First up was the classic Gin and Tonic. The uncomplicated, clean, unadulterated taste served to reacquaint us with the timeless taste of gin. The cool, menthol-like flavour of the juniper berries were subdued by the tang of the added lime wedge, and the biting flavours of raw gin softened by the effervescence of the paired tonic water. To top it off and perhaps to allude to the theme of the forthcoming drinks, a stick of cinnamon was thrown into the goblet-sized cocktail glass.
As with all social matters, the company plays an important role. An industrious and idealistic young man sat opposite me at the table with his partner, and there was also an Italian director for a company constructing saunas and spa facilities, headquartered in the Italian/Austrian Alps.

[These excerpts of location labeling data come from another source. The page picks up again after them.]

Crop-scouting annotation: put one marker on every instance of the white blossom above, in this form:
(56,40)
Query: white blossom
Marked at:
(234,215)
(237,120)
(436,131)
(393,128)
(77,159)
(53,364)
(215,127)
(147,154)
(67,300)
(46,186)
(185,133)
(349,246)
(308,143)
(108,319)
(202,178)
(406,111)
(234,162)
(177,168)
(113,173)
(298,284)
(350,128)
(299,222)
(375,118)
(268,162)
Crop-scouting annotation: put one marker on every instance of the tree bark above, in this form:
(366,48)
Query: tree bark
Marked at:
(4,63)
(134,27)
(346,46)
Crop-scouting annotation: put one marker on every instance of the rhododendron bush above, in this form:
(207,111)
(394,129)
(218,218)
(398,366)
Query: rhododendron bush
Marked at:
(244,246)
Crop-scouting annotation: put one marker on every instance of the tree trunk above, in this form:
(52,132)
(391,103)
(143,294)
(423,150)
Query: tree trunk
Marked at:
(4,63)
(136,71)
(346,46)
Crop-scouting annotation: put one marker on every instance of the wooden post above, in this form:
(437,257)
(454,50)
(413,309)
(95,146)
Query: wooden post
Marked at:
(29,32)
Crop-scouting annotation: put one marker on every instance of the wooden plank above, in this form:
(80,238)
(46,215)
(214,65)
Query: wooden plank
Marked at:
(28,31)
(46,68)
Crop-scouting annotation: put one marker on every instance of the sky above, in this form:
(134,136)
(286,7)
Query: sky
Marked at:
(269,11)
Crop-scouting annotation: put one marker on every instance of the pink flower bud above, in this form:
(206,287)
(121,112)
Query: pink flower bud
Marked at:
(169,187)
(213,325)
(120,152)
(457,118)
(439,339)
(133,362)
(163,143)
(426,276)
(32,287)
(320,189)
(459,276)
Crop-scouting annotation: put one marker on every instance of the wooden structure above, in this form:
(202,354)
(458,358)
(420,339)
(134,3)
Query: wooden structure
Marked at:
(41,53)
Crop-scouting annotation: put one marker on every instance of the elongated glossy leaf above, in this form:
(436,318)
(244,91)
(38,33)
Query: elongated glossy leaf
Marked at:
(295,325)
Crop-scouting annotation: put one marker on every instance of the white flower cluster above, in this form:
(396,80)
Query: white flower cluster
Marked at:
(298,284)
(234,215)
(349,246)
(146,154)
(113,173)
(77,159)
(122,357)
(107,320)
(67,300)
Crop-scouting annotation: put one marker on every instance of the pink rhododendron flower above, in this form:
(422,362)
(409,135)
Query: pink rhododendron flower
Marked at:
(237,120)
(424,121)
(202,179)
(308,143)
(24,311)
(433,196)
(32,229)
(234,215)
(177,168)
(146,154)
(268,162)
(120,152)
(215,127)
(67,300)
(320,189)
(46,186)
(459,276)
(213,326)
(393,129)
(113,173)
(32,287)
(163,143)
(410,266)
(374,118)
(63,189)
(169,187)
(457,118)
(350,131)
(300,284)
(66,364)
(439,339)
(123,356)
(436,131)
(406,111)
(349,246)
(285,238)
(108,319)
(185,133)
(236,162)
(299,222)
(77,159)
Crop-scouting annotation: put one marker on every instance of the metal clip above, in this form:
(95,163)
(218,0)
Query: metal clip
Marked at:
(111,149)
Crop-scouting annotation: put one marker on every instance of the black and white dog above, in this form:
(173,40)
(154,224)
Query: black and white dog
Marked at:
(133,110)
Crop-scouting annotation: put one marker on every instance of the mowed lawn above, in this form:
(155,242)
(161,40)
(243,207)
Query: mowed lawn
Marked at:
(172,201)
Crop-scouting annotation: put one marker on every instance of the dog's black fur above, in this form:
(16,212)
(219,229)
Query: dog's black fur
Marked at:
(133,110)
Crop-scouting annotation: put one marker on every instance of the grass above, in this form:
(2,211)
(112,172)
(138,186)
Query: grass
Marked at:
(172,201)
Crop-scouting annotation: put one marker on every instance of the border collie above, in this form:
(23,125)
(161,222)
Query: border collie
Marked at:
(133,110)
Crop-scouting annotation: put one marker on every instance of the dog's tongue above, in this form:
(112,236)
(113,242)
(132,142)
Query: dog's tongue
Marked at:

As the featured cocktail creations made their respective debut, I was given an introduction of ingredients and inspiration behind the drinks.
The Hulk, true to its namesake, was green, albeit a pale green. The mixture of pineapple juice, lime juice and orgeat syrup produced a fruity base which to me tasted very much like honeydew. The more eclectic ingredients of ginger, green chilli and liquorice bitters toughened up the drink, making it taste a lot stronger and providing a jolt. It is a more masculine drink than the next and conjured images of a humid tropical bar with an overhead rattan fan rotating slowly set in a slightly chaotic city. The drink was accompanied by servings of thick sliders of beef burgers between toasted buns, drizzled with a dark BBQ sauce.
The final in the line up was G8N (pronounced as “gan”). This was a friendlier drink and garnered favourable responses from everyone at the table. It has the colour of pink guava, and I tasted the pink flush of sakura flowers in my mind. This was a markedly sweeter drink, with sugar syrup, grapefruit juice and rose water counted amongst its constituents.
In keeping with the evocation of the exotic Asia and spices, G8N was served with a dash of pepper, a stalk of lemongrass and wasabi. Not nearly as overpowering as the robust Hulk, the spiciness took a back seat to the more amiable and was merely hinted at. Thin-crust Italian styled pizzas went well with this cocktail of simple fresh flavours of crust, basil and tomato.
As clear as crystal, the theme of the night was spice. Spices that speak of an exotic earthly Asia, tropical and humid. The type of Asian evening that calls for a G & T. With the media harping on the death of a much beloved and respected individual, I’d say this night I celebrate a full life with a toast of gin.